As corrected through Wednesday, May 6, 2026
In the Matter of Marcus Abrams et al., Respondents,
v
Russell Abrams et al., Appellants. Sepia Realty LLC, Nonparty Appellant.
(March 19, 2026)
HEADNOTES
Attachment — Attachment in Aid of Arbitration — Restraints and Escrow Requirements on Real Property
APPEARANCES OF COUNSEL
Barton Sobel, Great Neck, for Russel Abrams and others, appellants.
Order, Supreme Court, New York County (Joel M. Cohen, J.), entered on or about August 9, 2024, which granted petitioners' motion to hold respondents-appellants (appellants) in contempt of prior court orders, and denied appellants' motion to modify the prior order and for damages under CPLR 6312 (b), unanimously affirmed, with costs.
On January 14, 2022, in connection with an arbitration commenced by petitioners against appellants, Supreme Court issued an order imposing various restraints on property owned by appellants at 45 West 70th Street in Manhattan.

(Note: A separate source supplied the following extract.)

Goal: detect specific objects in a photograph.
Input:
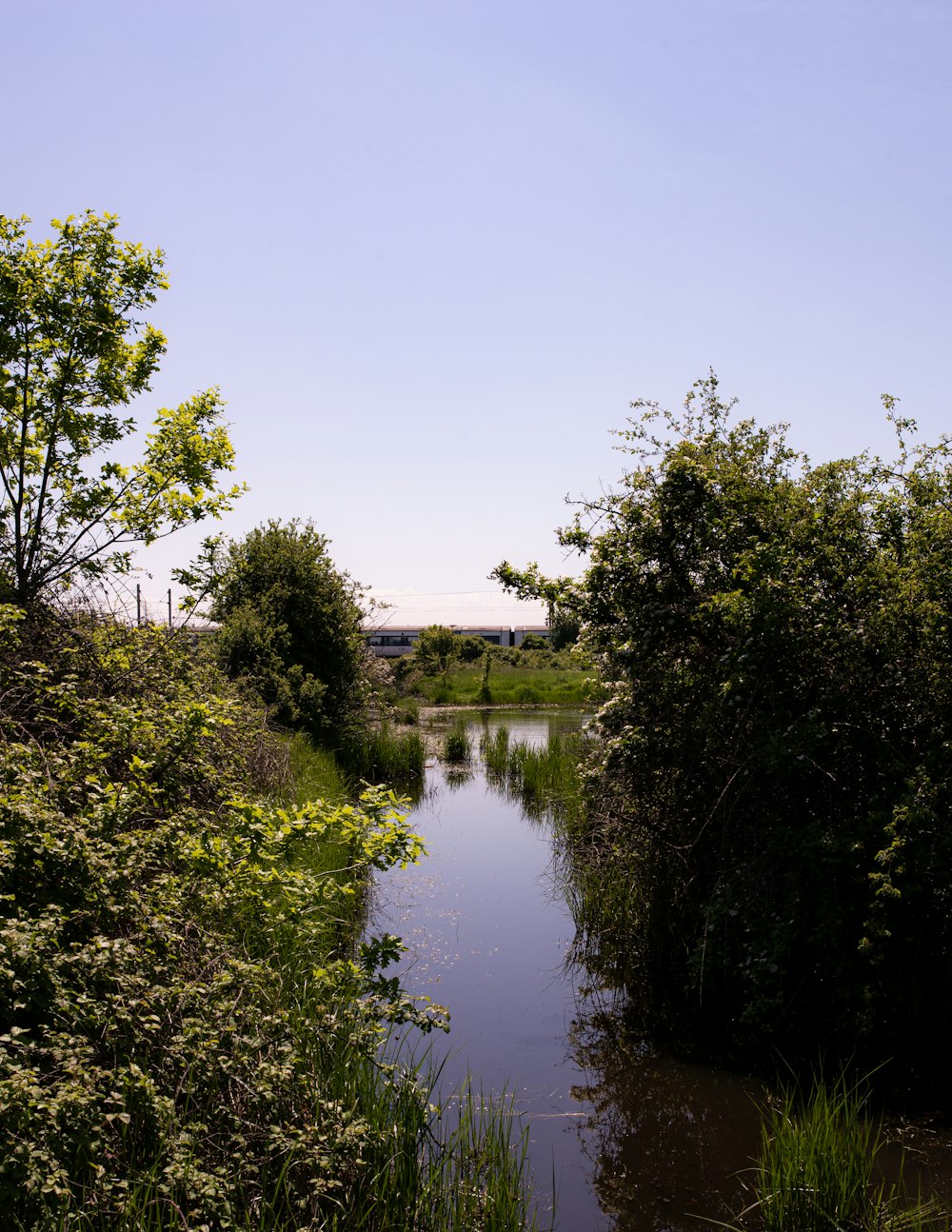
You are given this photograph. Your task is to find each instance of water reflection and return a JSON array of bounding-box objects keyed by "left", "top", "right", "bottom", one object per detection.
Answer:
[{"left": 374, "top": 711, "right": 950, "bottom": 1232}]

Under the terms of the order, appellants were permitted to sell the West 70th Street property during the arbitration, provided they gave petitioners seven days notice of a sale and, upon closing, placed approximately $1.5 in escrow to secure any award rendered in the arbitration. The court later modified the order by providing that if, during the arbitration, the property was encumbered with mortgages or liens that would impair its value over a certain cap, the enjoined parties were to provide 30 days' notice of the pending transaction and place up to $2.14 million in escrow to satisfy an arbitral award.

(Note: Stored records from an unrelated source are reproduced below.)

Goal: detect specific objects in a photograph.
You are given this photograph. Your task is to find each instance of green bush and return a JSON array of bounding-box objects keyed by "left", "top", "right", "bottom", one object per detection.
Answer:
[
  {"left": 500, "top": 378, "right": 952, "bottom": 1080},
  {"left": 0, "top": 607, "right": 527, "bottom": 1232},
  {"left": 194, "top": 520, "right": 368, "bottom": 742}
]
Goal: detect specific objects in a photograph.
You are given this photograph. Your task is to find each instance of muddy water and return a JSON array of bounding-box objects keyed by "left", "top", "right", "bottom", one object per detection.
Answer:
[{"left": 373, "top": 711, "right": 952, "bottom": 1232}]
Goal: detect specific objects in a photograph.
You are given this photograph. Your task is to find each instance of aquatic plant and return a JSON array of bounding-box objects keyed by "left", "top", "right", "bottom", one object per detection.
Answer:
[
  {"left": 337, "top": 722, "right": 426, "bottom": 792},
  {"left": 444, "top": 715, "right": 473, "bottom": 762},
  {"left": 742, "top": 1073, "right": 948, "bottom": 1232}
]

Supreme Court correctly denied appellants' motion to remove the restraints and escrow requirements imposed on the property in connection with securing an arbitration award, as the restraints and escrow requirements were warranted under the circumstances presented here (see Rosasco v Cella, 124 AD3d 447, 448 [1st Dept 2015]; Ficus Invs., Inc. v Private Capital Mgt., LLC, 61 AD3d 1, 12 [1st Dept 2009]). Although defendant Russell Abrams turned over to petitioners his 1% interest in nonparty appellant Sepi Realty, LLC, purportedly to secure the amount he owed in accordance with the judgment on the arbitration award, Sepi Realty is 99% owned by appellant Sandra Abrams, who is not subject to the arbitration judgment. The record also presents an issue as to whether the transfer of the property to Sepi Realty, effected in contempt of a prior court order, was done to dilute Russell's assets. In the orders at issue, the court did not make a final ruling requiring the disbursing of any such escrowed funds or a final determination that such escrowed money may properly be turned over to petitioners. Rather, the court's orders merely secure the proceeds of the sale of the property in the event petitioners can make an evidentiary showing that would entitle them to the release of the funds. Further, the restraints do not impose an unreasonable interference with the property.

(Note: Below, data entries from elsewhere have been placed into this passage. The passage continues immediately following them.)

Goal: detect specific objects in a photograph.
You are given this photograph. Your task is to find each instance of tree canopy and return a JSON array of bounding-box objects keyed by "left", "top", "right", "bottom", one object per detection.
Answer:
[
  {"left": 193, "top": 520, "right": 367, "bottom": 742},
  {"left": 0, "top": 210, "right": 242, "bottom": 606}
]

[*2]Insofar as Supreme Court implicitly denied appellants' motion for damages under CPLR 6312 (b), the motion was properly denied, to the extent reviewable on the record here. CPLR 6312 (b) provides that "prior to the granting of a preliminary injunction, the plaintiff shall give an undertaking in an amount to be fixed by the court, that the plaintiff, if it is finally determined that he or she was not entitled to an injunction, will pay to the defendant all damages and costs which may be sustained by reason of the injunction." Appellants have not made any of the showings necessary for relief under this provision.
To the extent appellants appeal from Supreme Court's granting of the motion to hold them in contempt of prior orders, their arguments are meritless. The record makes clear that appellants failed to comply with the court's directives ordering them to provide notice of a pending transaction to sell the property.
We have considered appellants' remaining arguments and find them unavailing. Concur—Scarpulla, J.P., Kapnick, Pitt-Burke, Michael, Hagler, JJ.